A pioneering scheme that aimed to provide the unemployed with training on energy efficiency has been described as a success by National Energy Action (NEA), which worked on the project alongside energy supplier E.ON.
The Community Energy Fit (CEF) scheme ran for 18 months before coming to an end on Wednesday. The project provided free tuition on energy efficiency and fuel poverty for hundreds of unemployed people in the UK.
One aim of the scheme was to improve the employability of young people in England and Wales, where unemployment has risen in recent years. NEA, a national charity focused on addressing fuel poverty in Britain, expects many people who benefited from the scheme to embark on careers in the renewable energy sector.

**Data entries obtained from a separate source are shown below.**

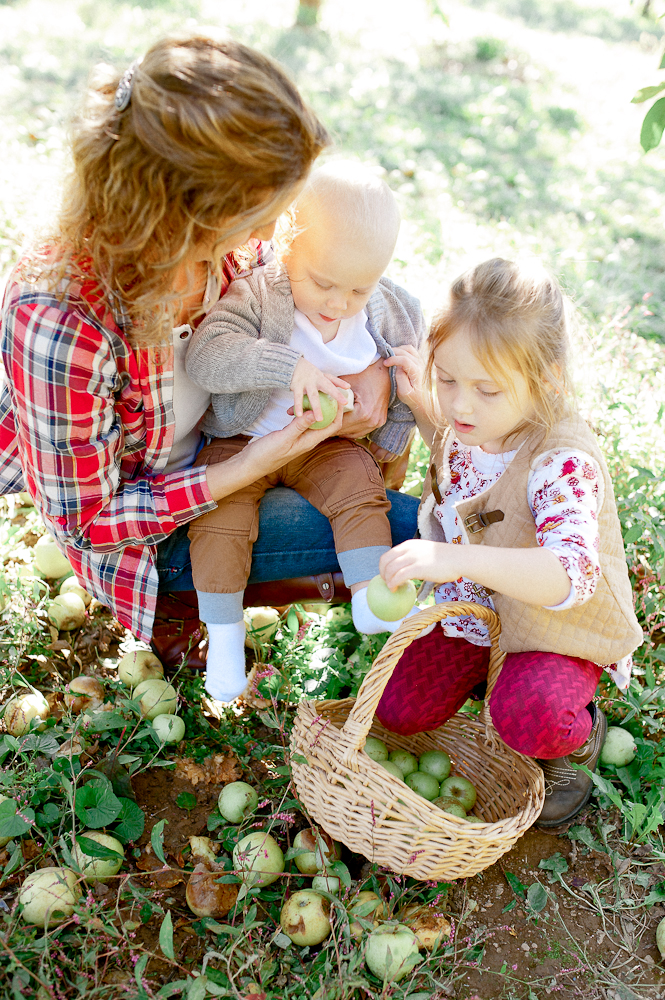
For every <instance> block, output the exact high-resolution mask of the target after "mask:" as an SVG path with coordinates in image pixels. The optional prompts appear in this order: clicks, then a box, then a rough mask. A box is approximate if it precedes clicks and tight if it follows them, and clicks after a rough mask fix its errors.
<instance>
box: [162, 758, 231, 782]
mask: <svg viewBox="0 0 665 1000" xmlns="http://www.w3.org/2000/svg"><path fill="white" fill-rule="evenodd" d="M175 771H176V774H177V775H178V777H181V778H185V779H186V780H187V781H189V782H190V783H191V784H192V785H194V786H195V787H196V785H198V784H199V783H203V784H205V785H212V784H214V785H228V784H229V783H230V782H231V781H238V780H239V779H240V778H241V777H242V768H241V767H240V763H239V761H238V759H237V757H236V756H235V755H234V754H232V753H228V754H223V753H216V754H213V755H212V757H208V758H207V759H206V760H204V761H202V762H201V763H200V764H199V763H197V762H196V761H195V760H192V758H191V757H176V759H175Z"/></svg>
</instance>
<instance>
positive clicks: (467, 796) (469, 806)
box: [441, 774, 476, 812]
mask: <svg viewBox="0 0 665 1000" xmlns="http://www.w3.org/2000/svg"><path fill="white" fill-rule="evenodd" d="M441 794H442V795H449V796H450V797H451V798H453V799H457V801H458V802H459V804H460V805H461V806H462V809H464V811H465V812H470V811H471V809H473V807H474V806H475V804H476V789H475V787H474V786H473V785H472V784H471V782H470V781H469V780H468V779H467V778H463V777H462V775H461V774H451V776H450V777H449V778H446V779H445V781H442V782H441Z"/></svg>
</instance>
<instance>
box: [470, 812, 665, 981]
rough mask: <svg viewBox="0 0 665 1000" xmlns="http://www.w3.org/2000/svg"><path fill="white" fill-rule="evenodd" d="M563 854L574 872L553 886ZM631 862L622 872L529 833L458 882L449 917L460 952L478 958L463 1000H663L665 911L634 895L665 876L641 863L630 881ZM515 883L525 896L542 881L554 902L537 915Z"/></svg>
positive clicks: (612, 863)
mask: <svg viewBox="0 0 665 1000" xmlns="http://www.w3.org/2000/svg"><path fill="white" fill-rule="evenodd" d="M557 853H558V854H560V855H561V857H562V858H563V859H564V860H565V862H566V863H567V865H568V869H567V871H565V872H564V873H562V874H561V879H560V880H559V879H557V878H555V877H554V876H552V877H553V881H552V882H551V883H550V881H549V872H548V871H547V870H544V869H542V868H539V863H540V861H541V860H547V859H550V858H552V856H554V855H556V854H557ZM626 860H627V861H628V865H627V866H626V867H624V865H622V864H619V865H618V870H617V867H615V865H613V863H612V861H611V860H610V858H609V856H608V855H607V854H601V853H599V852H595V851H592V850H589V849H587V848H580V845H579V844H578V843H576V842H572V841H571V840H569V839H568V838H567V837H564V836H552V835H551V834H547V833H543V832H540V831H538V830H535V829H532V830H529V831H528V832H527V833H526V834H525V835H524V837H522V838H521V839H520V840H519V841H518V843H517V844H516V845H515V847H514V848H513V849H512V850H511V851H510V852H509V853H508V854H506V855H505V856H504V857H503V858H502V859H501V861H500V862H498V863H497V864H495V865H493V866H492V867H491V868H488V869H487V870H486V871H485V872H482V873H481V874H479V875H477V876H475V878H472V879H468V880H466V881H465V882H461V883H457V884H456V885H455V886H454V888H453V890H452V895H451V910H452V911H453V913H454V912H457V914H458V926H457V936H458V942H459V945H460V947H463V946H467V947H468V946H472V945H474V944H477V945H478V958H477V959H476V960H475V962H474V961H473V960H472V961H471V963H470V965H469V968H468V969H467V971H466V972H465V974H464V976H463V978H462V980H461V981H460V984H459V987H458V992H457V996H458V997H460V998H465V1000H471V998H474V997H477V998H481V1000H495V998H499V997H504V996H505V997H509V996H515V997H531V996H535V997H536V998H538V1000H540V998H541V997H544V996H549V995H551V996H555V997H560V998H568V997H570V998H573V997H585V998H587V1000H592V998H596V997H598V998H601V997H602V998H609V1000H635V998H638V997H640V998H641V997H653V998H654V1000H655V998H658V997H665V989H663V986H664V985H665V974H664V973H663V970H662V968H661V967H660V961H661V959H660V954H659V952H658V949H657V948H656V942H655V929H656V926H657V924H658V922H659V921H660V920H661V919H662V917H663V915H664V914H665V909H664V908H663V907H662V906H652V907H648V908H647V907H644V906H643V905H642V906H641V907H639V906H638V904H639V902H640V900H638V898H636V897H634V896H633V895H632V894H631V892H630V888H631V887H632V883H631V879H634V878H635V877H636V876H637V877H638V878H639V882H640V885H639V886H638V891H639V895H643V893H642V891H641V890H642V889H643V888H644V885H645V883H646V882H647V877H649V878H650V879H651V880H652V881H653V880H655V881H660V880H662V877H663V867H662V864H661V863H660V862H657V861H655V860H654V863H653V864H652V865H650V864H649V863H648V859H644V860H643V859H640V858H635V859H634V865H635V866H637V867H633V869H632V874H631V863H632V860H633V859H630V860H628V859H626ZM622 867H624V871H623V872H622V873H621V875H620V874H619V871H621V868H622ZM507 874H508V875H509V878H506V875H507ZM510 876H514V877H515V878H516V879H518V880H519V882H520V883H522V885H523V886H525V887H527V888H528V887H530V886H532V885H534V884H535V883H536V882H539V883H540V884H541V885H542V886H543V887H544V889H545V890H546V892H547V896H548V900H547V903H546V905H545V906H544V907H543V909H542V910H540V911H539V912H538V913H534V912H533V910H531V909H530V907H529V906H528V904H527V902H526V900H523V899H521V898H520V895H519V892H517V893H516V892H515V891H514V890H513V888H511V884H510V883H511V879H510ZM514 885H515V883H513V886H514ZM603 971H604V973H605V974H604V975H603ZM529 991H531V992H529Z"/></svg>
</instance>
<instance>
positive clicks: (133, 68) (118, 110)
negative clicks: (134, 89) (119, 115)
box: [115, 59, 139, 111]
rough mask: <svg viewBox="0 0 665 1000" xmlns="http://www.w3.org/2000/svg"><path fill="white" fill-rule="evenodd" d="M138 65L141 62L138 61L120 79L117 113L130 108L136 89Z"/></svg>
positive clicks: (117, 91) (115, 101) (132, 64)
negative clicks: (134, 87) (132, 98)
mask: <svg viewBox="0 0 665 1000" xmlns="http://www.w3.org/2000/svg"><path fill="white" fill-rule="evenodd" d="M138 64H139V60H138V59H137V60H136V61H135V62H133V63H132V65H131V66H130V67H129V69H126V70H125V72H124V73H123V74H122V76H121V77H120V83H119V84H118V89H117V90H116V92H115V106H116V110H117V111H124V110H125V108H127V107H129V102H130V100H131V99H132V89H133V87H134V74H135V73H136V69H137V67H138Z"/></svg>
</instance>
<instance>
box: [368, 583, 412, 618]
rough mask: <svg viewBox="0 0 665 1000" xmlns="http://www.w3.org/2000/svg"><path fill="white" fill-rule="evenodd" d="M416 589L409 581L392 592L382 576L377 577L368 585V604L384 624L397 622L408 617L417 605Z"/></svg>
mask: <svg viewBox="0 0 665 1000" xmlns="http://www.w3.org/2000/svg"><path fill="white" fill-rule="evenodd" d="M416 597H417V594H416V588H415V587H414V585H413V583H412V582H411V580H407V581H406V583H403V584H402V585H401V586H400V587H398V588H397V589H396V590H390V588H389V587H388V584H387V583H386V582H385V580H384V579H383V577H382V576H375V577H372V579H371V580H370V581H369V583H368V585H367V604H368V606H369V609H370V611H371V612H372V613H373V614H375V615H376V617H377V618H380V619H381V621H382V622H396V621H398V620H399V619H400V618H404V616H405V615H408V613H409V611H410V610H411V608H412V607H413V605H414V604H415V603H416Z"/></svg>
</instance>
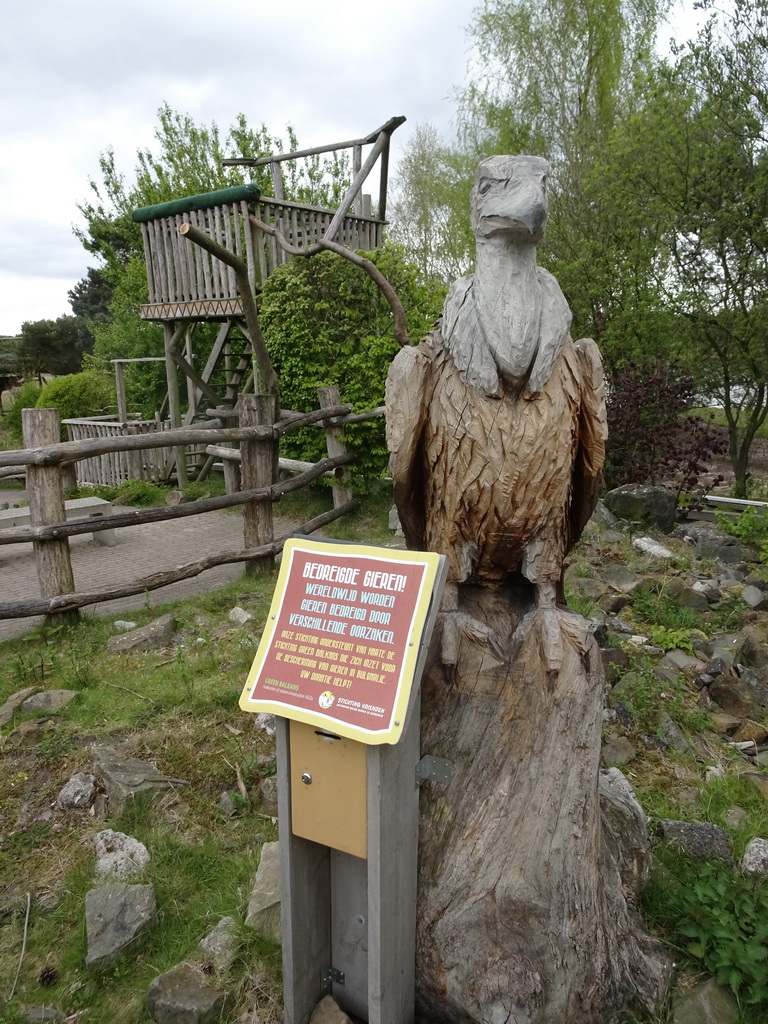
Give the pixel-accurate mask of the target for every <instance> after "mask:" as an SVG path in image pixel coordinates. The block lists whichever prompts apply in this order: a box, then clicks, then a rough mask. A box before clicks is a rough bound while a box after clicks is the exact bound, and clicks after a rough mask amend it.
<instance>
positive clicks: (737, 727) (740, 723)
mask: <svg viewBox="0 0 768 1024" xmlns="http://www.w3.org/2000/svg"><path fill="white" fill-rule="evenodd" d="M710 682H712V680H710ZM740 724H741V719H740V718H734V717H733V715H723V714H717V715H713V716H712V728H713V730H714V731H715V732H719V733H720V734H721V735H725V734H726V733H728V732H732V731H733V730H734V729H737V728H738V727H739V725H740Z"/></svg>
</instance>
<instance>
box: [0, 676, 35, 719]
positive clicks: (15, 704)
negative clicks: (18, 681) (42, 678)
mask: <svg viewBox="0 0 768 1024" xmlns="http://www.w3.org/2000/svg"><path fill="white" fill-rule="evenodd" d="M39 689H40V687H39V686H25V688H24V689H23V690H16V692H15V693H11V695H10V696H9V697H8V698H7V699H6V701H5V702H4V703H3V705H2V706H0V729H2V728H3V726H5V725H7V724H8V722H10V720H11V719H12V718H13V713H14V712H15V711H17V710H18V709H19V708H20V707H22V705H23V703H24V702H25V700H26V699H27V698H28V697H31V696H32V694H33V693H37V691H38V690H39Z"/></svg>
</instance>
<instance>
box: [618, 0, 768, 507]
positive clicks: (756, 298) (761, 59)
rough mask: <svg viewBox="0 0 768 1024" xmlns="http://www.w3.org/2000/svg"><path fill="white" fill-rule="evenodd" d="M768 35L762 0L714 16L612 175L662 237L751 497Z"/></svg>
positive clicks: (763, 338)
mask: <svg viewBox="0 0 768 1024" xmlns="http://www.w3.org/2000/svg"><path fill="white" fill-rule="evenodd" d="M765 28H766V10H765V4H764V3H763V2H762V0H736V2H735V3H734V5H733V8H732V11H731V12H730V13H727V14H726V13H723V12H722V11H713V12H712V14H711V16H710V19H709V20H708V23H707V24H706V26H705V27H703V29H702V30H701V32H700V33H699V36H698V38H697V39H696V40H695V41H694V42H693V43H692V44H690V45H688V46H686V47H683V48H681V49H678V51H677V52H676V54H675V56H674V59H672V60H671V61H666V62H664V63H662V65H660V66H659V68H658V69H657V71H656V72H655V73H654V75H653V76H652V77H651V78H650V80H649V83H648V86H649V87H648V91H647V97H646V100H645V102H644V104H643V106H642V109H641V110H639V111H638V112H637V114H636V115H635V116H634V117H633V118H632V119H631V120H630V121H629V122H628V123H627V125H626V127H625V129H624V130H623V131H622V132H621V133H617V135H616V138H615V139H614V141H613V145H612V163H611V168H610V173H609V178H610V179H611V180H612V181H614V182H615V187H616V188H617V189H621V194H622V196H623V197H624V200H625V208H626V209H630V208H631V209H633V210H634V211H635V214H634V216H635V219H636V221H637V222H638V224H639V223H641V222H642V223H644V225H645V229H646V231H647V232H648V234H650V236H651V237H652V238H653V239H654V240H655V243H654V244H655V245H656V246H657V257H656V278H657V282H658V287H659V290H660V292H662V294H663V295H664V298H665V302H666V304H667V305H668V307H669V308H670V309H671V310H672V311H673V312H674V313H675V314H676V316H677V317H678V319H680V321H683V322H685V323H686V325H687V330H686V334H687V340H688V344H689V359H690V358H691V357H692V360H694V361H695V365H696V368H697V382H698V388H699V391H700V392H701V393H702V394H705V395H708V396H710V397H711V398H712V399H713V400H715V401H716V402H717V403H718V404H720V406H722V408H723V410H724V413H725V418H726V421H727V425H728V437H729V454H730V459H731V464H732V466H733V471H734V476H735V494H736V495H740V496H744V495H745V489H746V476H748V469H749V455H750V449H751V445H752V442H753V439H754V437H755V435H756V432H757V431H758V429H759V428H760V427H761V425H762V424H763V423H764V422H765V419H766V415H768V386H767V385H766V381H768V348H767V347H766V343H765V338H766V335H767V330H768V302H767V301H766V299H765V289H766V283H767V282H768V228H767V227H766V223H767V220H768V153H767V152H766V139H767V138H768V41H767V40H766V35H765ZM649 152H652V153H653V160H648V159H647V155H648V153H649ZM610 187H611V186H610V185H609V188H610Z"/></svg>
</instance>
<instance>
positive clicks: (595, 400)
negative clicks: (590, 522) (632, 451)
mask: <svg viewBox="0 0 768 1024" xmlns="http://www.w3.org/2000/svg"><path fill="white" fill-rule="evenodd" d="M574 347H575V352H577V357H578V359H579V367H580V370H581V379H580V387H581V410H580V416H579V449H578V451H577V457H575V462H574V465H573V485H572V492H571V503H570V516H569V520H570V543H571V544H575V542H577V541H578V540H579V538H580V537H581V536H582V531H583V529H584V527H585V526H586V525H587V522H588V521H589V518H590V516H591V515H592V513H593V512H594V510H595V505H596V504H597V498H598V494H599V490H600V475H601V473H602V468H603V464H604V462H605V441H606V439H607V436H608V424H607V418H606V414H605V384H604V380H603V365H602V360H601V358H600V352H599V351H598V348H597V345H596V344H595V342H594V341H593V340H592V339H591V338H582V339H581V341H578V342H577V343H575V346H574Z"/></svg>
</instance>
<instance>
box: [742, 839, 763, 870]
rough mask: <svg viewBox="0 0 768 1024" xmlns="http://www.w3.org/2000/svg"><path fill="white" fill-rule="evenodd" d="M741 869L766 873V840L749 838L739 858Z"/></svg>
mask: <svg viewBox="0 0 768 1024" xmlns="http://www.w3.org/2000/svg"><path fill="white" fill-rule="evenodd" d="M741 870H743V871H746V872H748V873H749V874H768V840H766V839H759V838H758V839H753V840H750V842H749V843H748V844H746V848H745V849H744V855H743V857H742V858H741Z"/></svg>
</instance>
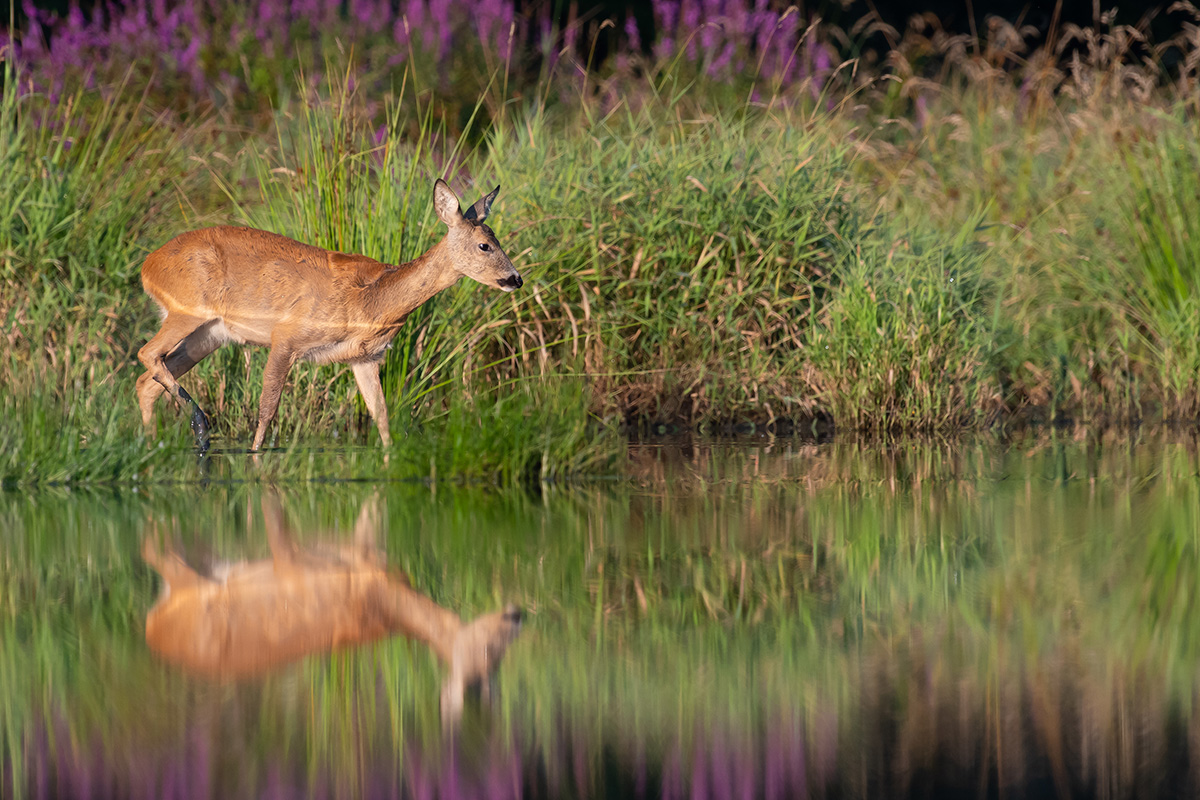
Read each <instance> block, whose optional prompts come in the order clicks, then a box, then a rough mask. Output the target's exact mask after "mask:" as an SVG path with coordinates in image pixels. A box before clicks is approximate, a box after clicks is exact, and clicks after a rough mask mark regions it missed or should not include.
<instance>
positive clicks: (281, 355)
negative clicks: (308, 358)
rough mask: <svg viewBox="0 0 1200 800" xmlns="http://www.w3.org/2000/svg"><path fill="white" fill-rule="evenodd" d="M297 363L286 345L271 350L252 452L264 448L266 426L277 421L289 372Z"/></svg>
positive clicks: (265, 378)
mask: <svg viewBox="0 0 1200 800" xmlns="http://www.w3.org/2000/svg"><path fill="white" fill-rule="evenodd" d="M294 363H295V351H294V350H293V349H292V348H289V347H286V345H282V344H276V345H274V347H272V348H271V354H270V355H269V356H266V369H264V371H263V396H262V397H260V398H259V401H258V429H257V431H254V444H252V445H251V446H250V449H251V450H258V449H259V447H262V446H263V439H265V438H266V426H269V425H270V423H271V420H274V419H275V413H276V411H277V410H278V408H280V396H281V395H282V393H283V384H284V381H287V379H288V372H289V371H290V369H292V365H294Z"/></svg>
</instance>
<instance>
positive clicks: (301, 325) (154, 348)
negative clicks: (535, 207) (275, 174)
mask: <svg viewBox="0 0 1200 800" xmlns="http://www.w3.org/2000/svg"><path fill="white" fill-rule="evenodd" d="M499 191H500V187H499V186H497V187H496V188H494V190H493V191H492V192H491V193H490V194H486V196H484V197H482V198H480V199H479V200H478V201H476V203H475V204H474V205H473V206H470V207H469V209H468V210H467V212H466V213H463V212H461V211H460V209H458V198H457V196H456V194H455V193H454V191H452V190H451V188H450V187H449V186H448V185H446V184H445V181H443V180H440V179H438V181H437V182H436V184H434V185H433V207H434V210H436V211H437V215H438V218H439V219H442V222H444V223H445V224H446V227H448V228H449V230H448V231H446V235H445V236H444V237H443V239H442V241H439V242H438V243H437V245H434V246H433V247H431V248H430V249H428V251H427V252H426V253H425V254H424V255H419V257H418V258H415V259H414V260H412V261H409V263H408V264H402V265H400V266H392V265H390V264H382V263H379V261H377V260H374V259H371V258H367V257H366V255H348V254H346V253H337V252H334V251H328V249H322V248H319V247H312V246H310V245H302V243H300V242H298V241H294V240H292V239H287V237H284V236H280V235H277V234H272V233H268V231H265V230H254V229H253V228H229V227H222V228H205V229H202V230H192V231H190V233H186V234H180V235H179V236H175V237H174V239H172V240H170V241H169V242H167V243H166V245H163V246H162V247H160V248H158V249H156V251H155V252H152V253H150V255H148V257H146V260H145V264H143V266H142V285H143V287H144V288H145V290H146V293H148V294H149V295H150V296H151V297H152V299H154V301H155V302H156V303H157V305H158V307H160V308H161V311H162V312H163V314H164V318H163V320H162V327H161V329H160V330H158V332H157V333H156V335H155V336H154V338H151V339H150V341H149V342H146V344H145V347H143V348H142V349H140V350H139V351H138V359H139V360H140V361H142V363H143V365H144V366H145V368H146V372H145V373H144V374H143V375H142V377H139V378H138V385H137V393H138V405H139V407H140V409H142V422H143V425H144V426H145V427H146V428H150V427H151V425H152V422H154V403H155V401H156V399H157V398H158V396H160V395H162V393H163V392H164V391H166V392H168V393H170V396H172V397H174V398H175V402H176V404H179V405H180V408H182V407H184V404H185V403H186V404H190V405H191V408H192V431H193V433H194V434H196V439H197V444H198V445H199V446H200V447H202V449H204V447H206V446H208V440H209V428H210V422H209V417H208V415H206V414H205V413H204V410H203V409H200V407H199V405H198V404H197V403H196V401H193V399H192V398H191V396H190V395H188V393H187V391H185V390H184V387H182V386H180V385H179V380H178V378H179V377H180V375H182V374H184V373H185V372H187V371H188V369H191V368H192V367H194V366H196V365H197V363H198V362H199V361H202V360H203V359H205V357H206V356H208V355H210V354H211V353H212V351H215V350H216V349H217V348H218V347H221V345H222V344H224V343H226V342H238V343H240V344H262V345H264V347H269V348H270V355H268V359H266V369H265V371H264V374H263V393H262V397H260V398H259V403H258V427H257V428H256V431H254V443H253V445H252V446H251V449H252V450H256V451H257V450H258V449H259V447H262V445H263V439H264V438H265V437H266V427H268V426H269V425H270V423H271V420H274V419H275V413H276V410H277V409H278V407H280V395H281V393H282V392H283V381H284V380H286V378H287V374H288V371H289V369H290V368H292V365H294V363H295V362H296V361H300V360H307V361H316V362H318V363H328V362H332V361H337V362H343V363H349V365H350V368H352V369H353V371H354V378H355V380H356V381H358V384H359V391H360V392H361V393H362V399H364V402H366V405H367V410H368V411H370V413H371V416H372V417H373V419H374V422H376V427H377V428H379V437H380V438H382V439H383V444H384V446H385V447H386V446H389V445H390V444H391V434H390V433H389V429H388V405H386V403H385V401H384V396H383V387H382V386H380V384H379V361H380V360H382V359H383V356H384V351H385V350H386V349H388V347H389V345H390V343H391V339H392V338H394V337H395V336H396V331H397V330H400V326H401V324H402V323H403V321H404V318H406V317H407V315H408V314H409V313H412V311H413V309H414V308H416V307H418V306H420V305H421V303H424V302H425V301H426V300H428V299H430V297H432V296H433V295H436V294H437V293H439V291H442V290H443V289H445V288H448V287H450V285H452V284H454V283H455V282H456V281H457V279H458V278H460V277H462V276H467V277H469V278H474V279H475V281H479V282H480V283H484V284H487V285H497V287H499V288H500V289H503V290H505V291H512V290H514V289H517V288H520V287H521V284H522V283H523V282H522V279H521V275H520V273H518V272H517V271H516V269H515V267H514V266H512V261H510V260H509V257H508V255H505V254H504V251H503V249H502V248H500V245H499V242H498V241H497V240H496V234H494V233H492V229H491V228H488V227H487V225H485V224H484V221H485V219H486V218H487V213H488V211H491V207H492V201H493V200H494V199H496V196H497V193H499Z"/></svg>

In total, the basic course on energy efficiency was completed by over 700 people, of whom around 30 per cent subsequently obtained the Energy Awareness City and Guilds qualification, which was devised by NEA. Approved by the Code of Practice for Energy Efficiency Advice, the NVQ aims to educate students on issues such as the safe and efficient use of central heating systems, methods of paying gas and electricity bills and improving the energy efficiency of domestic properties.
Such was the sense of accomplishment created among participants, many chose to become Community Energy Champions, who volunteer at local events to increase public awareness of fuel poverty and energy efficiency. NEA and E.ON believe the scheme also improved the employment prospects of many people, who gained practical experience and proved their ability to learn a new skill.
E.ON’s Suzanne Doxey said: “This project set out to help unemployed people to improve their employment prospects and also to advise the local community, particularly those who are suffering from fuel poverty”.
Ms Doxey added: “It’s important that we continue to explain to people about energy efficiency. Switching to the best tariff for them and implementing simple energy saving tips at home will ensure that no hard-earned cash is wasted unnecessarily”.
Energy users in the UK can reduce their expenditure on gas and electricity by installing double glazing and cavity wall and loft insulation. Replacing old, inefficient boilers with new condensing models can also result in savings, as can making a concerted effort to conserve energy.